Sanremo: le verità del Gabibbo mai pubblicate/ “Rolls Royce, i sospetti su Einar, la sala stampa…”

Proseguono le polemiche post-festival di Sanremo: gli inciuci denunciati dal Gabibbo e da Striscia la notizia

12.02.2019 - Davide Giancristofaro Alberti
Achille Lauro (Domenica In speciale Sanremo 2019)

Non si placano le polemiche di Striscia la Notizia e del Gabibbo nei confronti del festival di Sanremo. Il noto tg satirico, come ogni anno, ha fatto di tutto per provare a scovare qualcosa che non andasse nella storica chermesse sonora, nei presentatori o nelle canzoni in gioco, e fra i brani maggiormente presi di mira vi è senza dubbio Rolls Royce di Achille Lauro. Fin dall’inizio la canzone dell’irriverente trapper romano in compagnia di Boss Doms, è finita nel mirino del programma di Canale 5 considerata un inno alla droga ed in particolare all’ecstasy. Striscia e il Gabibbo hanno quindi diramato una lettera indirizzata a IlSecoloXIX (che ha dato voto 5 alle polemiche sul festival), che però non è stata pubblicata: «Nella canzone di Achille Lauro vengono citati molti artisti che hanno usato e abusato di sostanze stupefacenti – scrive il tg satirico – a cominciare dalla prima strofa “Sdraiato a terra come i Doors” e tutti sanno che sia il leader Jim Morrison, morto giovanissimo, sia gli altri componendo della band, hanno fatto uso e abuso di queste sostanze». Quindi il riferimento a Kevin, l’attore di Mamma ho perso l’aereo, anch’egli con un passato legato alla droga.
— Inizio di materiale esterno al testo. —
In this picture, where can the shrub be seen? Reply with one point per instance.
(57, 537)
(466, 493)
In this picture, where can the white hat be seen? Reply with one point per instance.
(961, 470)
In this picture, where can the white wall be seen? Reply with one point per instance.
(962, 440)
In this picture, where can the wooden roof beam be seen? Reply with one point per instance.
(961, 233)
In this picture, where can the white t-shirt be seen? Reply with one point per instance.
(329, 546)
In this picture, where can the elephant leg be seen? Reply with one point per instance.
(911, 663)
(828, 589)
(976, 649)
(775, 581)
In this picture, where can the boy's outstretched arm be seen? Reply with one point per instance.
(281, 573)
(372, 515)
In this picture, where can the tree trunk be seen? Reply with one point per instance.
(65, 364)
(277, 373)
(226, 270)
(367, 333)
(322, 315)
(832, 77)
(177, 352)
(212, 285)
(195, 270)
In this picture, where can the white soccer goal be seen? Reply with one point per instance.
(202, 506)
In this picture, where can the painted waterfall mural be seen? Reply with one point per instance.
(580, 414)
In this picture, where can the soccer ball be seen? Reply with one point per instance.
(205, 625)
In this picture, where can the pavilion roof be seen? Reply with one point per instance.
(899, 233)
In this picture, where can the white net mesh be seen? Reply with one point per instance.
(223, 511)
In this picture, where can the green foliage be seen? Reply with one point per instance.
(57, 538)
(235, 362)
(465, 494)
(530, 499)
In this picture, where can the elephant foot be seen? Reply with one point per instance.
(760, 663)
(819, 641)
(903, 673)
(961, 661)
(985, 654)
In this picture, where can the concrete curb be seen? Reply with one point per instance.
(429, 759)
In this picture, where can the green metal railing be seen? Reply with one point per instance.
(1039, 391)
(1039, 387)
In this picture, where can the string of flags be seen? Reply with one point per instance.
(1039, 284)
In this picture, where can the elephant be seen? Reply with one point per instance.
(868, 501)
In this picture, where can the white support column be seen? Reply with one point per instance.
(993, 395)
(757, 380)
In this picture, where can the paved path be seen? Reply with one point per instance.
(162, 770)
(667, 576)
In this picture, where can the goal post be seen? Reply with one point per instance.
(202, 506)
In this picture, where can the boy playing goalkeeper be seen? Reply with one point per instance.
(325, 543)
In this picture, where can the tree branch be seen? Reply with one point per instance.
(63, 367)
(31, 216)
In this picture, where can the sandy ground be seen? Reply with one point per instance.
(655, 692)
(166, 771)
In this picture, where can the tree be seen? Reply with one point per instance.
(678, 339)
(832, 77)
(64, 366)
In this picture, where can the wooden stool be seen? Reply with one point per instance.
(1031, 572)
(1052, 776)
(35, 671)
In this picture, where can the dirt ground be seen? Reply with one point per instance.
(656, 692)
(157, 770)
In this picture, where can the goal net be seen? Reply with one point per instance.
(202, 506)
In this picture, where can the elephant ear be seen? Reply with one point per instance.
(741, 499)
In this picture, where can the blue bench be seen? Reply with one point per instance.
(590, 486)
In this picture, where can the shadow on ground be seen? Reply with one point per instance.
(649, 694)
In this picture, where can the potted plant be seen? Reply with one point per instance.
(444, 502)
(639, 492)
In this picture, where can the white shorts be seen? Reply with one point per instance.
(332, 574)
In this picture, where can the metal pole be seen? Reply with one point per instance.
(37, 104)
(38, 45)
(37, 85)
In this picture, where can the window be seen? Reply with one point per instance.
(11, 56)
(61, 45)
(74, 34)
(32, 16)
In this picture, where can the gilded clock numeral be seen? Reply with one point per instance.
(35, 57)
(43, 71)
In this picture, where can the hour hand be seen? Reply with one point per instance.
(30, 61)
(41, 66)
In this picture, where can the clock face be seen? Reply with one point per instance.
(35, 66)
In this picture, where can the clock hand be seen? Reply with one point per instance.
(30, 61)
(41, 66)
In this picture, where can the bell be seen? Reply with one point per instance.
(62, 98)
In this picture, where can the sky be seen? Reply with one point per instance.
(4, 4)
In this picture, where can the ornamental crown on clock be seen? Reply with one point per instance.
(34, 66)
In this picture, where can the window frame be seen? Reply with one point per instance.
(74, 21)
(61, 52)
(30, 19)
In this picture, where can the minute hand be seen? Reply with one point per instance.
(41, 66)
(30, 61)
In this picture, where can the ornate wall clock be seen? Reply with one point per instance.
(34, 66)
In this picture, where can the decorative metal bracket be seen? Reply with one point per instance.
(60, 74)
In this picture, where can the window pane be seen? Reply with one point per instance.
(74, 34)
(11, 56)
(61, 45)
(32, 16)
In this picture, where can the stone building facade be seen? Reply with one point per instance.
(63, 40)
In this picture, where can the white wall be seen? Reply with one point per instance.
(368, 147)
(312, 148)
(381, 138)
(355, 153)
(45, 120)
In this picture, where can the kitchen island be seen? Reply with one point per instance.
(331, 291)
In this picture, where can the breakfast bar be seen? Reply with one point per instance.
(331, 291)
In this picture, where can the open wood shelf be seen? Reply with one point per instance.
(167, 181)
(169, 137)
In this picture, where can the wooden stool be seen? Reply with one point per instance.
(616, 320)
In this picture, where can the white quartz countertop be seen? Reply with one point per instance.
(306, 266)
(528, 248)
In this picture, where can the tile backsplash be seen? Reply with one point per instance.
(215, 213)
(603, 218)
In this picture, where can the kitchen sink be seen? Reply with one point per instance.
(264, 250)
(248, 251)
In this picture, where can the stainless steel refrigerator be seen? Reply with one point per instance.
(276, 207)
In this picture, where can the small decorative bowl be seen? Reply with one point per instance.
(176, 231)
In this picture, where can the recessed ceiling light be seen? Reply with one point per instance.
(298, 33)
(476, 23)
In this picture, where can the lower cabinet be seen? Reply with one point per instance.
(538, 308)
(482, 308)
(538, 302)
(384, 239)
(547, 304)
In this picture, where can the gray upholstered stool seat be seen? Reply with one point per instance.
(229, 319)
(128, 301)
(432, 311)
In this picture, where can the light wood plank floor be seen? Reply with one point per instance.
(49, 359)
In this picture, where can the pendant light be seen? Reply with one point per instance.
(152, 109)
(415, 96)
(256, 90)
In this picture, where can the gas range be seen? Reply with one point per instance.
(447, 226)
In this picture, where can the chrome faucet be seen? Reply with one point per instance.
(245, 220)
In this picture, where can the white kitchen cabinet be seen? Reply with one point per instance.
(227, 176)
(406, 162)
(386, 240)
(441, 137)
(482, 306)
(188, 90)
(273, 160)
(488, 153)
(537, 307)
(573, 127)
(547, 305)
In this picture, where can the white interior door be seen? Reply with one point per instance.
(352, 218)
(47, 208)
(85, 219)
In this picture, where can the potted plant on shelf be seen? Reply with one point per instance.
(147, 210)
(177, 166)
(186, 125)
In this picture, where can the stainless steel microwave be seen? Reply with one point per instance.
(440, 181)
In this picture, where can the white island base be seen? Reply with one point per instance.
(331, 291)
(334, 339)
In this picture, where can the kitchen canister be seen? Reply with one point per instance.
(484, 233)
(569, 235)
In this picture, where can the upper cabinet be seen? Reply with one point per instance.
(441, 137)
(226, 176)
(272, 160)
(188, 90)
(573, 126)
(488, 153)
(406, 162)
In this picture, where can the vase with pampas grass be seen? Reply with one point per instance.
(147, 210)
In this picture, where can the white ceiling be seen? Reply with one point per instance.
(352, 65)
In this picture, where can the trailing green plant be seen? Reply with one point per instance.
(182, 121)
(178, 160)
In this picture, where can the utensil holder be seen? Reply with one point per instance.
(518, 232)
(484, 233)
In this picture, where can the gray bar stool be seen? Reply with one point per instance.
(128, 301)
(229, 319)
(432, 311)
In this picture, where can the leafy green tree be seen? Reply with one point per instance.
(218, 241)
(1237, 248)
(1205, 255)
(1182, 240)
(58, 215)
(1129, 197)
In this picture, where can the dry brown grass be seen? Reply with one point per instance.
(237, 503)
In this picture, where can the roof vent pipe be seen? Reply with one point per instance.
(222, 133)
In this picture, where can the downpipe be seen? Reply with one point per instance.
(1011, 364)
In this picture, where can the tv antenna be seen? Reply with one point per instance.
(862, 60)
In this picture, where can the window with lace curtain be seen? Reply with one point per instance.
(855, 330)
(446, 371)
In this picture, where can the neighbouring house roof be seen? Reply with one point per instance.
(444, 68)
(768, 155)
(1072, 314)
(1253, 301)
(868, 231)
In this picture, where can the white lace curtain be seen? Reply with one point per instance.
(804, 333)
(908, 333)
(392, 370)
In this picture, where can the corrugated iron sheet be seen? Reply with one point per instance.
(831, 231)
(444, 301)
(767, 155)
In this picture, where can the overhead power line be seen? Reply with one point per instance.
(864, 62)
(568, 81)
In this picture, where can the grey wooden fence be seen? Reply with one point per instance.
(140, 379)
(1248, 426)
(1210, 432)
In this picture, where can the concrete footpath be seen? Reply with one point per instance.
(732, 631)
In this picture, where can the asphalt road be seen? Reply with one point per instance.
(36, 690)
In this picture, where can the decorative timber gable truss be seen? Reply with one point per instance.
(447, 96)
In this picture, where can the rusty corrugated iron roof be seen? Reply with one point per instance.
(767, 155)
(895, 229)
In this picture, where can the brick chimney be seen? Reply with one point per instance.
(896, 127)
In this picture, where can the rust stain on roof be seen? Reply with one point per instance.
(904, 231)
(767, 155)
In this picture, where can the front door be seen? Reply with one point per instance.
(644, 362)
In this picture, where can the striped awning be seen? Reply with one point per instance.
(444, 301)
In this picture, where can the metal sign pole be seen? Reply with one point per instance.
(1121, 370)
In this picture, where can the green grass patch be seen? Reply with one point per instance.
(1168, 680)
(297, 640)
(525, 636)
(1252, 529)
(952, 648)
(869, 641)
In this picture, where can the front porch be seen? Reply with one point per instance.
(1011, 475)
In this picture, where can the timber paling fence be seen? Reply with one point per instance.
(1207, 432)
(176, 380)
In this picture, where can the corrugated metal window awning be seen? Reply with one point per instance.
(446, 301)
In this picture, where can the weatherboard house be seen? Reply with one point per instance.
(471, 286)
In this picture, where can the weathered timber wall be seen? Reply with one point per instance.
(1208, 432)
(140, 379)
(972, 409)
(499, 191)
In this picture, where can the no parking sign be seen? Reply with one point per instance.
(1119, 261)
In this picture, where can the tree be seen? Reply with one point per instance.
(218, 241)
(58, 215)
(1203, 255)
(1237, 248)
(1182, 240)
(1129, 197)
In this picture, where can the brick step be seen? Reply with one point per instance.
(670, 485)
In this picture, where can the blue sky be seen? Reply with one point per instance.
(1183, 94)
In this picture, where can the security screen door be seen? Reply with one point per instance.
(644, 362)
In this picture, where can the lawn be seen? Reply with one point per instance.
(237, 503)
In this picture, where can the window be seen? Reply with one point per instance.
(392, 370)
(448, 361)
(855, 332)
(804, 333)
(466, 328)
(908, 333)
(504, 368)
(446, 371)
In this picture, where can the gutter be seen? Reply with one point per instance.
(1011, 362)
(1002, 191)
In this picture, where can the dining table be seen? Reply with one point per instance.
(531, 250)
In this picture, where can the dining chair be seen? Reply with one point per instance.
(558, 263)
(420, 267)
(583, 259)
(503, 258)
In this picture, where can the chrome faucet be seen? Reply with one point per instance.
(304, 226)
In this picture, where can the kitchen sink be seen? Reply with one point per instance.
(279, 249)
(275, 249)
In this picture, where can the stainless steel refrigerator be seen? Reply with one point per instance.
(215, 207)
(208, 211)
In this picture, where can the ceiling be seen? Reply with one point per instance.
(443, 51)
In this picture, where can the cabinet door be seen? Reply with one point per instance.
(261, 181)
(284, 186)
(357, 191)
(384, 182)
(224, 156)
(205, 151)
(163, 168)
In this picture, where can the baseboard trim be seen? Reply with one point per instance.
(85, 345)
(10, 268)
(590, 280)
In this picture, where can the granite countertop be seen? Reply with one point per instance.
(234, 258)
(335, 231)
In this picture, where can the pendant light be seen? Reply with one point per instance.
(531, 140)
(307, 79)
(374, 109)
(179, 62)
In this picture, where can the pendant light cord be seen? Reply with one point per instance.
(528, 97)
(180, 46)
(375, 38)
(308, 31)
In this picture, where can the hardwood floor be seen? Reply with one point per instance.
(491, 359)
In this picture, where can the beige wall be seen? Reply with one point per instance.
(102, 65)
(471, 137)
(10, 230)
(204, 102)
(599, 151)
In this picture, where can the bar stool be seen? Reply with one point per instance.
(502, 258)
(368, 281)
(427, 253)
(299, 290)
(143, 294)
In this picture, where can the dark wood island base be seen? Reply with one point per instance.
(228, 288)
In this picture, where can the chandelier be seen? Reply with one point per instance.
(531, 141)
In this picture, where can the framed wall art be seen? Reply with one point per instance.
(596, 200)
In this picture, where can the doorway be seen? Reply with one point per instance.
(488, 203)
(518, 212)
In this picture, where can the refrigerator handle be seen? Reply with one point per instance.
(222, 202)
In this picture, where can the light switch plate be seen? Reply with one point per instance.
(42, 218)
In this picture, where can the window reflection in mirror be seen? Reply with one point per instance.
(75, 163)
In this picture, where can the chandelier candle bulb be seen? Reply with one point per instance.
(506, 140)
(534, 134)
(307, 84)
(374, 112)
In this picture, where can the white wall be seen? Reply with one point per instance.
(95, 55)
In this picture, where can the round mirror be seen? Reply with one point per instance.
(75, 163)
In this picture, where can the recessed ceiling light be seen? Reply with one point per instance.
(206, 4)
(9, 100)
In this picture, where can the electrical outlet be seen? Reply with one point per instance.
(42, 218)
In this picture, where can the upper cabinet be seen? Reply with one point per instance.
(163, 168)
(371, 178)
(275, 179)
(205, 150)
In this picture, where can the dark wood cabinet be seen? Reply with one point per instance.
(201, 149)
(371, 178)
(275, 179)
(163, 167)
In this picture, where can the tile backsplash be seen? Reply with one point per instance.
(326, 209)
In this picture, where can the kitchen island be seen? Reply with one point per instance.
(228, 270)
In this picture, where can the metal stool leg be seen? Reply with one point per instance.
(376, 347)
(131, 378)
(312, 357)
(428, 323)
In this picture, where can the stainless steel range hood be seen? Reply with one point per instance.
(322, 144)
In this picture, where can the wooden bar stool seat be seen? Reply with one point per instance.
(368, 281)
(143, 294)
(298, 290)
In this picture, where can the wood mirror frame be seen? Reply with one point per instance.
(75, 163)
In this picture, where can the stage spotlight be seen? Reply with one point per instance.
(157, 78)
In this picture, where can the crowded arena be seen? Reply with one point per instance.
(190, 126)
E ancora, i riferimento a Amy Winehouse, Marilyn Monroe, Billie Joe dei Green Day, Hendrix, altri personaggi famosi morti per overdose o che comunque hanno abusato di sostanze stupefacenti.

SANREMO: LE VERITÀ DEL GABIBBO MAI PUBBLICATE

«E tutti i nomi citati sopra – prosegue il Gabibbo – vengono presi nella canzone di Achille Lauro come esempi a cui riferirsi e lo si capisce quando canta: “Voglio una vita così, Voglio una vita così…”. Passando poi al titolo della canzone, Rolls Royce, questo è il nome di una pastiglia di ecstasy che ha impressa sopra la famosa statuetta “Spirit of ecstasy”». Stupito il telegiornale satirico di Canale 5, secondo cui bastava fare una semplice ricerca su Google per scoprire il reale significato della canzone: «Ma per i 1400 giornalisti omertosi presenti a Sanremo questa è evidentemente una fatica eccessiva. E quindi tutti a dar corda al pusher che cerca di spacciare un’automobile al posto di una pasticca. All’attento cronista non dovrebbe sfuggire che ormai Sanremo è peggio del boschetto di Rogoredo. Che poi i conflitti di interesse, come dite voi sono “poco dimostrabili” è un’altra bulinata”». E in questa ultima frase il Gabibbo si riferisce ai sospetti nei confronti di Einar, visto che in giuria vi era Annalisa, sua coach ad Amici, nonché Fiorella Mannoia, testimone di nozze di Salsano, manager di Baglioni e dello stesso Einar (i due hanno tra l’altro duettato assieme ad Amici). Striscia che si schiera quindi dalla parte di Ultimo e de Il Volo, che negli ultimi giorni hanno attaccato la sala stampa Rai e di Sanremo: «Voto alla stampa: 3 – chiude il Gabibbo – e se qualcuno ha qualcosa da ridire gli spacco la faccia».